Arab Spring an Inventive Age Reality December 16, 2011

Over the last couple of years I have been suggesting that we are living in the fourth cultural epoch of North American culture. We have seen the Agrarian Age, the Industrial Age, the Information Age and now we are entering the Inventive Age.

Each of these ages has particular ways of thinking, valuing, appreciating aesthetics and way of using tools. And all parts of culture including religious communities are created from these cultural situations.

In Community in the Inventive Age, I suggest there are 10 Characteristics to Inventive Age Culture.

While writing the book I was reflecting on the happenings that started a year ago tomorrow that we now refer to as The Arab Spring. Here is a piece from the book on that:

At the time I’m writing this chapter, the dominant interna- tional news stories are the democracy protests in Egypt, Tunisia, Libya, Bahrain, and other countries. It is not clear as to what the future of any of these movements will be, but what is clear is that the early twenty-first century is a time of participation across the world.

In many ways this is not fueled by outreach efforts of the world’s other democracies (in fact, in many of these places the United States has helped to support the former regimes). These latest democracy movements are fueled by people demanding to participate in their future.

The era of the dictator is coming to an end. The Internet and social media are fueling this participation movement. When people know more and are better equipped, they start demanding a greater role in their own affairs.

The Inventive Age rewards and encourages partici- pation, but participatory culture is not clean or easy. There are tremendous difficulties embedded in this approach, and the outcomes are not guaranteed. Still, participatory culture is the expectation for Inventive Age people.

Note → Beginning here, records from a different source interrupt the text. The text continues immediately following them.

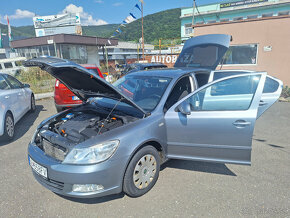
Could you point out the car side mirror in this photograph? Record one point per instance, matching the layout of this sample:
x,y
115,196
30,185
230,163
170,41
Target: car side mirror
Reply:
x,y
26,85
184,108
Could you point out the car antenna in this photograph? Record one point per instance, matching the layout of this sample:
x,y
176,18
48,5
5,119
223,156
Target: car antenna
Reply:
x,y
110,114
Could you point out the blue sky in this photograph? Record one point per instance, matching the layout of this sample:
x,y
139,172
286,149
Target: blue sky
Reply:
x,y
93,12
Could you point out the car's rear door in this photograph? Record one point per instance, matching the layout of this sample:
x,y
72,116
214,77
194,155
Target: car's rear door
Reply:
x,y
271,92
220,125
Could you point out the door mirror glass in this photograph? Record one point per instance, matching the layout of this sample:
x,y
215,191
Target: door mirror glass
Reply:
x,y
184,108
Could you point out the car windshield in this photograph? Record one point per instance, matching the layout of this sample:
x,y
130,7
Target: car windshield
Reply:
x,y
145,91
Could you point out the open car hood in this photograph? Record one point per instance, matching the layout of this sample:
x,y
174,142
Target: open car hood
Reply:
x,y
205,51
82,82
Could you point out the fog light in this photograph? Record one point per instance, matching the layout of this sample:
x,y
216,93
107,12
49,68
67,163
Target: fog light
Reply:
x,y
87,188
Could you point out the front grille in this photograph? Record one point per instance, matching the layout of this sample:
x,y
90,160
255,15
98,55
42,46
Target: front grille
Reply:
x,y
53,150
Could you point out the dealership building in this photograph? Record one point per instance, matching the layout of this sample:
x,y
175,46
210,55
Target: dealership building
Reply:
x,y
260,31
77,48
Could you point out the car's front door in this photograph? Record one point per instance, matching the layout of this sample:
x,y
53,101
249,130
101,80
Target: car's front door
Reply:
x,y
216,122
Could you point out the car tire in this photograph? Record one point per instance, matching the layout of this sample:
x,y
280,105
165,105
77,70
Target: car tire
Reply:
x,y
32,104
9,129
142,172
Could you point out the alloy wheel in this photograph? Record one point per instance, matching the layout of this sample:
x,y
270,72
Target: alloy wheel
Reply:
x,y
144,171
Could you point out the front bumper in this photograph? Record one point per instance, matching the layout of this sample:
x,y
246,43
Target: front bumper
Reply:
x,y
61,177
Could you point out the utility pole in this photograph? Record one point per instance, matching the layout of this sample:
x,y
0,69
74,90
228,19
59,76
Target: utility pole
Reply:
x,y
142,31
193,9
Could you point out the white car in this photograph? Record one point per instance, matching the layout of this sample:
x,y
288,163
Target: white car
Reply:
x,y
16,99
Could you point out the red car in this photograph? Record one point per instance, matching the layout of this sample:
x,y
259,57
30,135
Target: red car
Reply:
x,y
64,98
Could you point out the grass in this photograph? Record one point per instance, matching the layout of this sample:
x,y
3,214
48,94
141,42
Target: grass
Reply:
x,y
39,80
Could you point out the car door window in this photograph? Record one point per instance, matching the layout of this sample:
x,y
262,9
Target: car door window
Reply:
x,y
3,84
230,94
270,85
14,82
180,90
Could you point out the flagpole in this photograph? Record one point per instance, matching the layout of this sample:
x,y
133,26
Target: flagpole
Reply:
x,y
142,32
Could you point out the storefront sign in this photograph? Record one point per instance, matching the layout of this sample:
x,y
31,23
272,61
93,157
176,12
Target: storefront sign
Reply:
x,y
164,59
239,3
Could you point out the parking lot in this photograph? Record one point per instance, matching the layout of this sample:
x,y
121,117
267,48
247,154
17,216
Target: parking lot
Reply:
x,y
184,188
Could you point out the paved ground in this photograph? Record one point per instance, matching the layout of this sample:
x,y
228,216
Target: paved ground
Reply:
x,y
184,188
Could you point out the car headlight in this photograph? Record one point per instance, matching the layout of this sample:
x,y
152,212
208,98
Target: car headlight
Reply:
x,y
93,154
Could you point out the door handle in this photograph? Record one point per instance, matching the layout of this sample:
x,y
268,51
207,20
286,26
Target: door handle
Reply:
x,y
241,123
262,103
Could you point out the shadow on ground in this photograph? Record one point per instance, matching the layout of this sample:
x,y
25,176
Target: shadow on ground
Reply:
x,y
94,200
24,124
205,167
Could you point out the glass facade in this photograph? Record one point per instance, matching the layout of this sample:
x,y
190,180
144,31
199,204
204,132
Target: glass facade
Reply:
x,y
76,53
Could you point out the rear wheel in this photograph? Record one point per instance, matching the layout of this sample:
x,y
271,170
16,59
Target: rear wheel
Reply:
x,y
142,172
8,127
32,107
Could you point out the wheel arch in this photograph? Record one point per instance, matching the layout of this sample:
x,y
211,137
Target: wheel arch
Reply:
x,y
153,142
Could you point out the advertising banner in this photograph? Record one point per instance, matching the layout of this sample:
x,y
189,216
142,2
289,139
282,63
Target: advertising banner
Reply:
x,y
55,24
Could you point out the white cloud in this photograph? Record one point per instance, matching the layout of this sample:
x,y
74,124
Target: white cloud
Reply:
x,y
20,14
117,4
86,18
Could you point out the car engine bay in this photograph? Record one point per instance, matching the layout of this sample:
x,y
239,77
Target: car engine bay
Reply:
x,y
65,131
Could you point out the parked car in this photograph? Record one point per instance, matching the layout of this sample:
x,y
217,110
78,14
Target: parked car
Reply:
x,y
16,99
64,98
130,68
117,140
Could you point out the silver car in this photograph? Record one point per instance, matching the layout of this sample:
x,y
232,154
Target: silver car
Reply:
x,y
16,99
118,138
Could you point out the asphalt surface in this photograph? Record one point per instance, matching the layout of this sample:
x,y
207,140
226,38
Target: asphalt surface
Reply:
x,y
184,188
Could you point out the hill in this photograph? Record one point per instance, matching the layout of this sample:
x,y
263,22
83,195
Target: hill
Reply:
x,y
164,24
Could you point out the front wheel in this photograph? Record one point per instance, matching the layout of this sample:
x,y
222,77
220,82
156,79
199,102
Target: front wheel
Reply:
x,y
142,172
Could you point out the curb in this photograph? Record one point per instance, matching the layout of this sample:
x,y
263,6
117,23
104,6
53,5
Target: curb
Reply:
x,y
43,95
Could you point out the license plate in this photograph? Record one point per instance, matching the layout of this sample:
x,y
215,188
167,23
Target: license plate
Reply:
x,y
75,98
38,168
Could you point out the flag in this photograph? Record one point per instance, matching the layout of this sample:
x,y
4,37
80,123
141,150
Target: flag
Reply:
x,y
0,39
9,30
132,15
137,6
129,19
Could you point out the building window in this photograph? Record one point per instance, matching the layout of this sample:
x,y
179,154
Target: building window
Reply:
x,y
252,16
241,54
267,15
238,18
211,21
224,20
8,65
188,28
282,13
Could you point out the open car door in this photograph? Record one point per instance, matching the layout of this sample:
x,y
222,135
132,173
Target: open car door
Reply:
x,y
216,122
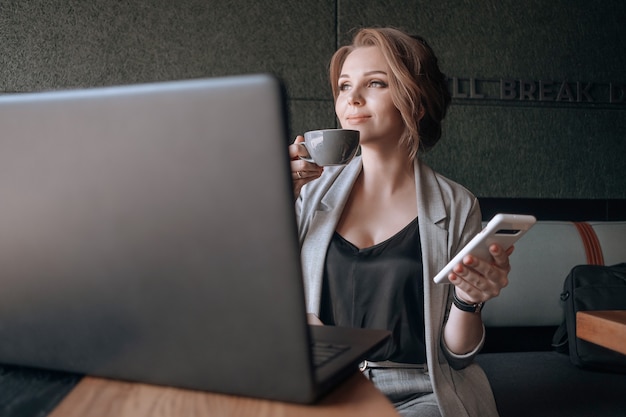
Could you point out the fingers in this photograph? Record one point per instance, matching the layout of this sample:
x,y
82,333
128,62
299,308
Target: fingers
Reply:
x,y
479,279
302,172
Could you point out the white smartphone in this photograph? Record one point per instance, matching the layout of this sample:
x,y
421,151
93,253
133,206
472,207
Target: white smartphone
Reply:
x,y
503,229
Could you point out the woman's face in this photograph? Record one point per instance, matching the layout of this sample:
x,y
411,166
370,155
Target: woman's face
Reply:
x,y
364,102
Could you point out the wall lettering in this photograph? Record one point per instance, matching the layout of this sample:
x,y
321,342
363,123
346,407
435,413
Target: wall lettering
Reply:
x,y
545,91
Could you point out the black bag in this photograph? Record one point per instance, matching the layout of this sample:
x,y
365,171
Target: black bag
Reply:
x,y
588,288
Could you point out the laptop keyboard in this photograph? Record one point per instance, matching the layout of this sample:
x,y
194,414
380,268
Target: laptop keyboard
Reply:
x,y
323,352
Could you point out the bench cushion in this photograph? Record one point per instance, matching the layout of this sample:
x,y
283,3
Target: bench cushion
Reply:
x,y
546,384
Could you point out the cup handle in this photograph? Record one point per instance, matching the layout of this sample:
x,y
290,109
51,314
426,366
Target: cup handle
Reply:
x,y
308,157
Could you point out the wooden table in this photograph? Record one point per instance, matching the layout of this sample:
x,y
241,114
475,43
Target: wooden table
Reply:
x,y
97,397
604,328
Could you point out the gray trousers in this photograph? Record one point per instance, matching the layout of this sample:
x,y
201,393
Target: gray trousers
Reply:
x,y
409,390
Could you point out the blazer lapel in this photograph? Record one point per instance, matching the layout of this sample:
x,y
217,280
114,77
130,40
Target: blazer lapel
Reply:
x,y
321,230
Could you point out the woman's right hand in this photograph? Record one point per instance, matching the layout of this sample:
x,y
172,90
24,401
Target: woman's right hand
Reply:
x,y
302,172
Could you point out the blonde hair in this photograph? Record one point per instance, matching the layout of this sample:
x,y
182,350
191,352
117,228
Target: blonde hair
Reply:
x,y
418,88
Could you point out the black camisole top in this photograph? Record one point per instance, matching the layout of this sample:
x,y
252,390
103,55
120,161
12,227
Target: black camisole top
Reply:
x,y
378,287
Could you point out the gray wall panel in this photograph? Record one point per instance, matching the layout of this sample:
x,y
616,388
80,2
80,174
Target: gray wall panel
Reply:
x,y
497,148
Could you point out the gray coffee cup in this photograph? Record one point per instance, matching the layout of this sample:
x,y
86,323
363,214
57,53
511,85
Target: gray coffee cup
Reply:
x,y
328,147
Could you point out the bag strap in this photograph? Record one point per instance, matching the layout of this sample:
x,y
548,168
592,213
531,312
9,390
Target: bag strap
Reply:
x,y
593,250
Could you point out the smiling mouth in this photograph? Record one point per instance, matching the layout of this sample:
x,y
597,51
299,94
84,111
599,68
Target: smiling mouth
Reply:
x,y
356,119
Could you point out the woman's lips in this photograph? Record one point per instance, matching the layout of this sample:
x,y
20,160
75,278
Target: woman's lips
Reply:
x,y
357,119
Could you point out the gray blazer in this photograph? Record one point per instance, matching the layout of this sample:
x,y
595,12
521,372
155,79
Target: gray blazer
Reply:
x,y
448,217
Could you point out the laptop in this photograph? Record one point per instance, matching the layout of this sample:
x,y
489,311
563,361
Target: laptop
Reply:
x,y
147,233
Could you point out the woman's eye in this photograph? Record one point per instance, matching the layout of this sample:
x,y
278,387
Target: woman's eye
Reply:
x,y
377,84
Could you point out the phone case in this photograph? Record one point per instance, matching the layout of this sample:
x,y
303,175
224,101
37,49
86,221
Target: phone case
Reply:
x,y
503,229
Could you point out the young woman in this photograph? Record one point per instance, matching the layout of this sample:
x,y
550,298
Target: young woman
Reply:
x,y
375,232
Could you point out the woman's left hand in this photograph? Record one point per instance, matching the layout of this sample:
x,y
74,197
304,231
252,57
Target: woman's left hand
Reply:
x,y
478,280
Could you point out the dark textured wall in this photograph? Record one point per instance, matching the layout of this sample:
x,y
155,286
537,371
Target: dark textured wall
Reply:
x,y
563,146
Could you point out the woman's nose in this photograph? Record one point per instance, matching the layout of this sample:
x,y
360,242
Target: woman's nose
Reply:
x,y
355,98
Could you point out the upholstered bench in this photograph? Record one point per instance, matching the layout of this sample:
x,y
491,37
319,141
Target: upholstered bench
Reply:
x,y
528,378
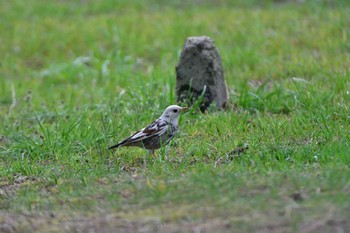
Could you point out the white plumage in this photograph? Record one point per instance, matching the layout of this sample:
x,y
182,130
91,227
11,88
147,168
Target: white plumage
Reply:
x,y
156,134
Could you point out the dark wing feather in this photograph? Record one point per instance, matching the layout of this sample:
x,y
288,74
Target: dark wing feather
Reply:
x,y
158,127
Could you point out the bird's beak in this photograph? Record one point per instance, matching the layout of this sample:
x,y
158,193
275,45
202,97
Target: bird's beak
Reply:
x,y
184,109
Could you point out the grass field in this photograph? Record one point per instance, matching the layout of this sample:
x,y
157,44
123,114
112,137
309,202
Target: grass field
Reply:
x,y
78,76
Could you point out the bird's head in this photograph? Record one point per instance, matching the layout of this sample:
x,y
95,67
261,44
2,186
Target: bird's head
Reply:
x,y
172,112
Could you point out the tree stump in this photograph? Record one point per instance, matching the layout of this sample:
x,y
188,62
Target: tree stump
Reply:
x,y
199,74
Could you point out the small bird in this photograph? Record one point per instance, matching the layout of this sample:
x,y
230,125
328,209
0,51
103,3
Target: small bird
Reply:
x,y
156,134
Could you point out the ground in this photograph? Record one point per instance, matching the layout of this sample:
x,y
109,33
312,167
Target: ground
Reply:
x,y
79,76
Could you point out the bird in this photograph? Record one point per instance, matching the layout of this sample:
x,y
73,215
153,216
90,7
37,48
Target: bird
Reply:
x,y
156,134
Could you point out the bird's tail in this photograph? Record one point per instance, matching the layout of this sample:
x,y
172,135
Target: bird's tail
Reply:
x,y
115,146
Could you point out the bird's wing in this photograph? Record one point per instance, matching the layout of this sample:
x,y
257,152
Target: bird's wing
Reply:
x,y
157,127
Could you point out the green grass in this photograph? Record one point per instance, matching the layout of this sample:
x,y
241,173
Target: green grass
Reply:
x,y
78,76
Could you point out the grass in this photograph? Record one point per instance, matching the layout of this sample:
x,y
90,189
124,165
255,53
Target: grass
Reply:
x,y
77,77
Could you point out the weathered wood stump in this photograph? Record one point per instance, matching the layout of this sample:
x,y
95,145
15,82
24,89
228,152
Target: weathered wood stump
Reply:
x,y
199,73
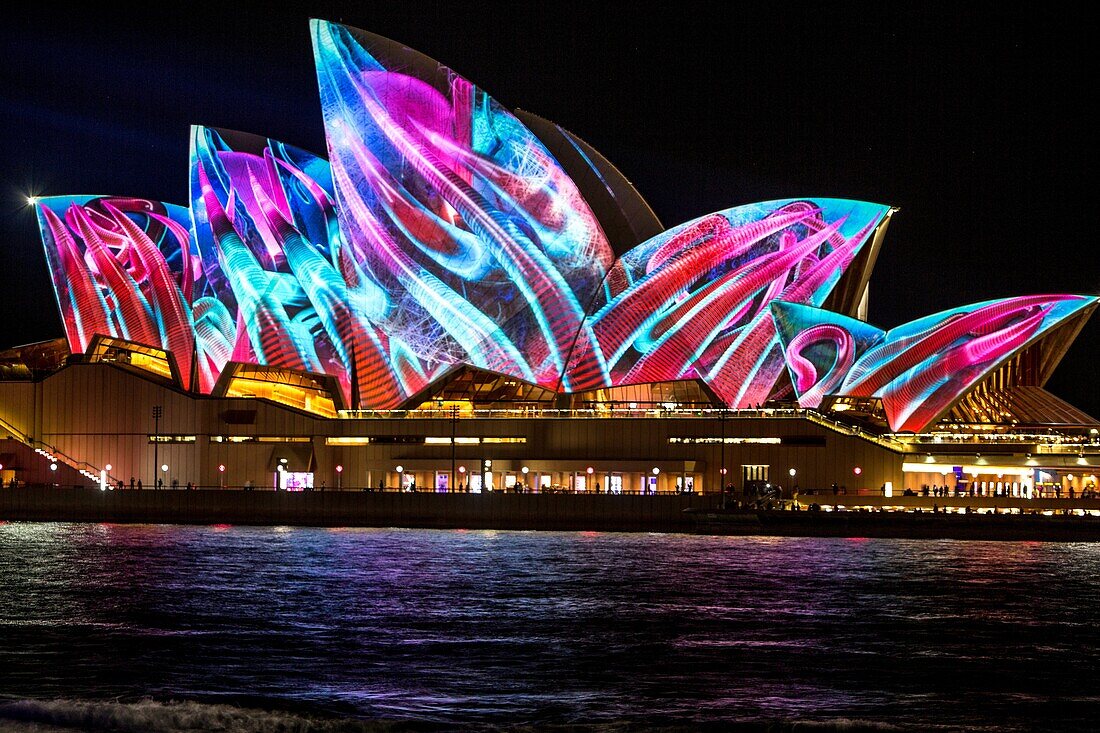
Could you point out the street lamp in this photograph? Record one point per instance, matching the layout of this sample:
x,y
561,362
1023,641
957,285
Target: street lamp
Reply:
x,y
157,413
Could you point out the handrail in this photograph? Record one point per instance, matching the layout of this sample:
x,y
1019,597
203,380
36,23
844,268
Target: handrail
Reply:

I was pleased to see that Time Magazine made the protesters around the world their Person of the Year, but wish they were called Participators and not protesters.

 

We live in a new age, not only in North America but around the world where participation is crucial and expected. I hope that those of us in the business of community and church formation will see the full participation of all members of our community to be the norm and not a goal.